A GPT-4-class model that cost about $30 per million tokens to run in early 2023 now costs under $1, with some providers pricing below $0.10, according to a new perspective post from UC Berkeley computer scientists led by Aditya G. Parameswaran. Across benchmarks, inference prices have fallen between 9x and 900x per year, with a median decline near 50x per year, per Epoch AI's running dataset.
That collapse is not a forecast. It is the present-tense condition of the field, and it is what makes Parameswaran's argument urgent. If intelligence is cheap enough to be metered like electricity, the load-bearing engineering problem moves down the stack, into three kinds of data systems: those built to serve agents, those agents produce as they work, and those agents generate as their primary output. Parameswaran and his collaborators label these three categories "for, of, and by" agents, and they argue the data layer is the part that has not kept up.

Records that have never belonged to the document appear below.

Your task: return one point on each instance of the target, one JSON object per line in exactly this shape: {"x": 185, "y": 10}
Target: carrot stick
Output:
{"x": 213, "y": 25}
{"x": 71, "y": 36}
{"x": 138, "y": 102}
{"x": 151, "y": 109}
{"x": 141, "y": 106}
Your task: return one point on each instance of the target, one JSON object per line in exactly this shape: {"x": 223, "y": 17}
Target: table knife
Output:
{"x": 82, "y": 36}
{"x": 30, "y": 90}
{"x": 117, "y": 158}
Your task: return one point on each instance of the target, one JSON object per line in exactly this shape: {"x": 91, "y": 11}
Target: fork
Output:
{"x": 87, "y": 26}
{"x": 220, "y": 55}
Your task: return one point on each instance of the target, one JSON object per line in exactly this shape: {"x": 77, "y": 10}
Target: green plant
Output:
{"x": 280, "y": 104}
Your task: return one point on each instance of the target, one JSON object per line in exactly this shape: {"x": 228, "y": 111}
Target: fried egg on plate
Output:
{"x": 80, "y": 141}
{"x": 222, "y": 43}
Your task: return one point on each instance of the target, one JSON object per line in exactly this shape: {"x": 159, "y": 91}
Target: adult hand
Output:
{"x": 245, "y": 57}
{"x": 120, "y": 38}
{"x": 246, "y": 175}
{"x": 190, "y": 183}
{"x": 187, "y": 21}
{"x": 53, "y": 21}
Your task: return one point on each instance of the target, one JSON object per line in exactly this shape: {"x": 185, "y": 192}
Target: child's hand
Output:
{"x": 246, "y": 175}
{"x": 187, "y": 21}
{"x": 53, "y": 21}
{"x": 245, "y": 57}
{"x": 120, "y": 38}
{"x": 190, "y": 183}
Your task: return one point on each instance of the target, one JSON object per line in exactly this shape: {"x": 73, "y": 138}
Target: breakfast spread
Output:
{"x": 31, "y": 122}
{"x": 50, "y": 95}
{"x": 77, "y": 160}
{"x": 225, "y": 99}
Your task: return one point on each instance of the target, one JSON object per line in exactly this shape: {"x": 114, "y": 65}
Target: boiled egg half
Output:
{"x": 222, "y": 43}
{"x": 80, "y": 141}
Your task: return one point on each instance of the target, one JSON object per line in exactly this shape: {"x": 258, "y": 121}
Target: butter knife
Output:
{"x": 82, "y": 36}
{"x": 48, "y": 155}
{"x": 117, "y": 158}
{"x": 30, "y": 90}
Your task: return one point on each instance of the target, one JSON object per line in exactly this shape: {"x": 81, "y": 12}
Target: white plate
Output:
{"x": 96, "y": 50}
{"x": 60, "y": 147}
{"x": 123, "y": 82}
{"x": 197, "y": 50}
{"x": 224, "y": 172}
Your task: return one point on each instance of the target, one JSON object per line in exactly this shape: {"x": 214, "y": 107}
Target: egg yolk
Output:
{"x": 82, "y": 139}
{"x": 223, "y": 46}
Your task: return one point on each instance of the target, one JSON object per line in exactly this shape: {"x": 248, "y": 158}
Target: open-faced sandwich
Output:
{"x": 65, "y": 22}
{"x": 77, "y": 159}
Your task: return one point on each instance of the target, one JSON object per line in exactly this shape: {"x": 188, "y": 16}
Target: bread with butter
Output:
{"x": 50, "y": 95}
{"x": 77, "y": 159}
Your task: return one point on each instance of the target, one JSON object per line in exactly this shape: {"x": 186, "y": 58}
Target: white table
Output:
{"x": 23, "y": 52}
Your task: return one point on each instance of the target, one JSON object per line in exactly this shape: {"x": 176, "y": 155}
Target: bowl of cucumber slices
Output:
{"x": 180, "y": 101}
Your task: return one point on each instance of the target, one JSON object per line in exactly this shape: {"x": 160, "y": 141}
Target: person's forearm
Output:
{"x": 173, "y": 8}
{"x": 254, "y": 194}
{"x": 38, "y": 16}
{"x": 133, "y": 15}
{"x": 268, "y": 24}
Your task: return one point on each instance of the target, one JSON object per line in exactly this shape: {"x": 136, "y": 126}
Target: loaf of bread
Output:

"For" agents means shared memory, retrieval pipelines, tools, and orchestration layers that thousands of reasoning loops can call into without colliding. "Of" agents means the intermediate traces, cleaned intermediate artifacts, and code patches an agent leaves behind. "By" agents means the documents, models, dashboards, and pipelines that ship to humans at the end of a run. Each of the three has different storage, indexing, provenance, and trust requirements.
Berkeley's SKY Lab has begun to formalize this with MAST, a Multi-Agent System Failure Taxonomy, cataloging how pipelines break when coordination slips, when one agent's output becomes another's input, and when verification is bolted on after the fact rather than designed in. Practitioner write-ups on multi-agent architecture patterns, operational-intelligence deployments, and what breaks when multi-agent systems scale describe the same pressure from the operator side. Error compounds across calls, shared state degrades, and the cost of debugging a thousand-agent run is no longer the model's bill but the engineering hours spent tracing which call poisoned which downstream artifact.
That cost is invisible in the per-token price tag. Parameswaran's post is careful to call "free intelligence" a chosen metaphor rather than a settled condition; knowledge work is not all work, and there is no consensus that the for/of/by taxonomy describes what most teams are actually shipping. The argument is that it should, because the alternative is paying commodity inference prices for pipelines that ship unverified output.
A team that swaps a single agent for a coordinated ten-agent pipeline can see its inference bill fall tenfold while its post-hoc audit workload rises by more, because every intermediate handoff becomes a verification surface. The bottleneck has not disappeared; it has moved to the part of the system that remembers what each agent did, that proves a final artifact was assembled from the inputs it claims, and that lets a human reviewer rewind a failed run without replaying it from scratch.
Parameswaran's research directions, including agentic speculation, structured memory for long-horizon pipelines, and synthesizing custom data systems from scratch, all presuppose the model itself is not the bottleneck. Epoch AI's open benchmark-efficiency dataset will keep tracking whether the cost curve continues. The harder measurement, which Berkeley is only starting to formalize, is how often multi-agent systems produce output a human can actually trust without redoing the work.